Artist Jonah Criswell’s paintings of apartments distort perspective in a way that Berks would recognize. The lines of floorboards, the edges of walls and ceilings, the trajectories of the hanging drapes — all go vectoring off toward impossible and separate horizons. But Criswell endows the spaces with tactile and recognizable details that convey unmistakable senses of place that would be impossible to achieve with straightforward architectural drawing. These apartments, like Berks’ full-body sculptures, are in fact exaggerated only a small amount.

The focal point of “We Are Home I” is not the television but rather the nighttime cityscape outside the window of the spartan apartment. But, as in real life, a lit television screen demands eyeballs. The one here is playing Andrei Tarkovsky’s 1972 Solaris, the blue tube light falling across floor and furniture.

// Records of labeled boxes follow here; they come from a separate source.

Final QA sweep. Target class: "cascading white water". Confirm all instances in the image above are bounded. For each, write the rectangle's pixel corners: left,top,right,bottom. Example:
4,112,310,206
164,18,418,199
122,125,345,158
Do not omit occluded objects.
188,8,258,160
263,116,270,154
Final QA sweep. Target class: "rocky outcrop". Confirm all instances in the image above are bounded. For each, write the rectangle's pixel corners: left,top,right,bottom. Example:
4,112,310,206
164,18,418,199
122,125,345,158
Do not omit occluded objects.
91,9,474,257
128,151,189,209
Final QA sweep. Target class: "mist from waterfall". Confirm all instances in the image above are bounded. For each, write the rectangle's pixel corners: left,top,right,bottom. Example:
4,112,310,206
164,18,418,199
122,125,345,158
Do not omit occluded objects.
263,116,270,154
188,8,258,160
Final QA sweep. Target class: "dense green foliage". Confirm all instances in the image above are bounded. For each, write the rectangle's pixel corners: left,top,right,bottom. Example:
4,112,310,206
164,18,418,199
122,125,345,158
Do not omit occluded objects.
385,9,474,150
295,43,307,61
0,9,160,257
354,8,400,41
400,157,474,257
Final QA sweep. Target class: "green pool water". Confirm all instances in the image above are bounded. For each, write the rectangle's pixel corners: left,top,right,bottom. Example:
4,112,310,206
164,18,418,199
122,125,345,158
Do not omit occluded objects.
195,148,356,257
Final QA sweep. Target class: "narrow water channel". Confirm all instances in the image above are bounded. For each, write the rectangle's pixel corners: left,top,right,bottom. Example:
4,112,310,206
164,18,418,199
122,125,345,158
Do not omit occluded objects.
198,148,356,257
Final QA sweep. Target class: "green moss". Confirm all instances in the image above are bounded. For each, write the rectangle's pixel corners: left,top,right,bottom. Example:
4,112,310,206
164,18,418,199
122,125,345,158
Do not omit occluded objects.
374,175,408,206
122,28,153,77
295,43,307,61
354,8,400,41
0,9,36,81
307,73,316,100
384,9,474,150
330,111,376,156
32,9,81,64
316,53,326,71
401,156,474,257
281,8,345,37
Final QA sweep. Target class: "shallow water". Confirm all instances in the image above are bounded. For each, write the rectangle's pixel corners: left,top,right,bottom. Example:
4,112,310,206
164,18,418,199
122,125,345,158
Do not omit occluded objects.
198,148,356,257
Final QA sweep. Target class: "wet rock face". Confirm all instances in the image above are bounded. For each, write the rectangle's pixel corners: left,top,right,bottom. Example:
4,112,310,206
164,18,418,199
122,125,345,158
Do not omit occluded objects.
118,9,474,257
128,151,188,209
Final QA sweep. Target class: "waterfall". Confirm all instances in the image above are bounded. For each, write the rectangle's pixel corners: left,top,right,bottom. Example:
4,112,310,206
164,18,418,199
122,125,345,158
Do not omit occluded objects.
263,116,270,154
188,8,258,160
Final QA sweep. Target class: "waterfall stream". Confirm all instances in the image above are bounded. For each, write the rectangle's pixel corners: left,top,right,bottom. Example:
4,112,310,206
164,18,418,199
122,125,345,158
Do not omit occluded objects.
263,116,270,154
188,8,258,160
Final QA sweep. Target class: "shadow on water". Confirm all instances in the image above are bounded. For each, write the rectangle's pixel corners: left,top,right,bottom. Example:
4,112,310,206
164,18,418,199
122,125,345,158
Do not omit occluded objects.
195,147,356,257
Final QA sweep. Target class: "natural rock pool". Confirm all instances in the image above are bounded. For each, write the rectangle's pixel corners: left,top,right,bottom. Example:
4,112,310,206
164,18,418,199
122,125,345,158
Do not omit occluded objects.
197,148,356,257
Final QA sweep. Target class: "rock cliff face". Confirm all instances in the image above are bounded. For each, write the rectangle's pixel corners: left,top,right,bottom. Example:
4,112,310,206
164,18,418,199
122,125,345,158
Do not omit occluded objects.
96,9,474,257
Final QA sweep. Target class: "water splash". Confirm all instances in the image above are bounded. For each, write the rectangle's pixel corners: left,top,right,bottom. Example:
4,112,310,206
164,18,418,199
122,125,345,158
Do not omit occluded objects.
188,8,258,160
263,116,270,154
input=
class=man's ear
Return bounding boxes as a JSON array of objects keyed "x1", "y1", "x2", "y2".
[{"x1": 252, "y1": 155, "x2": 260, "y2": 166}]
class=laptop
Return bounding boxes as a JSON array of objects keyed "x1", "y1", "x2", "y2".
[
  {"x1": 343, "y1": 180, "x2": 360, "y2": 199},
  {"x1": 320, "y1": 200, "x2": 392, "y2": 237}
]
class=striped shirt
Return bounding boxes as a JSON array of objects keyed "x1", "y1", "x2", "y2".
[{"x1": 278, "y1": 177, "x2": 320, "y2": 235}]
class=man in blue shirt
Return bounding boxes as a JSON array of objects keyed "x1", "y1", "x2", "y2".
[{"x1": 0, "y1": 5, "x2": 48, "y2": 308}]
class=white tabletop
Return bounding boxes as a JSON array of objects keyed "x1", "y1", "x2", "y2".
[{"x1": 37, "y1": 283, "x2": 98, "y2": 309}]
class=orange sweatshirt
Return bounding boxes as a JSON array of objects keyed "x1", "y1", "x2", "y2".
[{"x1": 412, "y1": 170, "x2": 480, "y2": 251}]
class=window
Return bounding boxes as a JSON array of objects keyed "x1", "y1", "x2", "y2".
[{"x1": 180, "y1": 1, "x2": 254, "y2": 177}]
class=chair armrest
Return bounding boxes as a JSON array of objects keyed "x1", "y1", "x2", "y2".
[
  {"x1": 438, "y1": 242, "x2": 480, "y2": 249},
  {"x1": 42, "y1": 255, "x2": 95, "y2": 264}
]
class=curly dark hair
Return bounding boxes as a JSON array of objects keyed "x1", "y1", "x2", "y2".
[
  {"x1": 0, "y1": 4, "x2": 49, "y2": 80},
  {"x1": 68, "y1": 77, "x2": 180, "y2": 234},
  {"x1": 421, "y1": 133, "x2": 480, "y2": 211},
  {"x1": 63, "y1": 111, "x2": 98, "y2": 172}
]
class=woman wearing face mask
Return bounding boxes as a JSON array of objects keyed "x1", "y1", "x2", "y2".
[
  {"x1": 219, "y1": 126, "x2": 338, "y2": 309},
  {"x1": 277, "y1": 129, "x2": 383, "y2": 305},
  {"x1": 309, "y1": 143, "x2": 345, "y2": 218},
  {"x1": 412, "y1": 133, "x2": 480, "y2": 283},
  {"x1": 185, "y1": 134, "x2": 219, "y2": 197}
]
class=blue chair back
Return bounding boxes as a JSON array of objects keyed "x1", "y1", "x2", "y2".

It’s a particular gift of Criswell’s to capture artificial light convincingly, lending his chromatic works a palpable texture under the illumination of reality.

The composition is anchored by a plastic trash can in the lower-right corner. It’s stuffed with exactly the kind of packaging-intensive post-consumer waste that you’d expect to see in the underfurnished apartment of a job-market newbie. Criswell is interested in apartments not as homes but as transitional spaces: entry-level residences of the newly graduated or uncomplicated, temporary shelters for the upwardly mobile. They are places to which nobody becomes attached, indifferent enclosures for successive occupants. He has, after all, called this exhibit of paintings and large-scale graphite drawings Reside, as opposed to, say, Dwell or Nest or anything else indicating domestic permanence.

The paintings feature no human figures and minimal evident furniture, yet somehow they don’t feel completely vacant. “We Are Home II” again glows with overhead lighting that casts hard shadows under furniture and around corners. The artist’s preoccupation with skewed perspective shows here with the impossible foreground placement of another Rubbermaid kitchen trash can. Blue LEDs backlight the keys of an Apple MacBook, its screen displaying a first-person shooter any reasonably experienced gamer will recognize as Call of Duty. The game provides a key to understanding Criswell’s apartment paintings. The viewpoint is first-person, as in the game. Criswell includes no human occupants in order to make the observer the tenant.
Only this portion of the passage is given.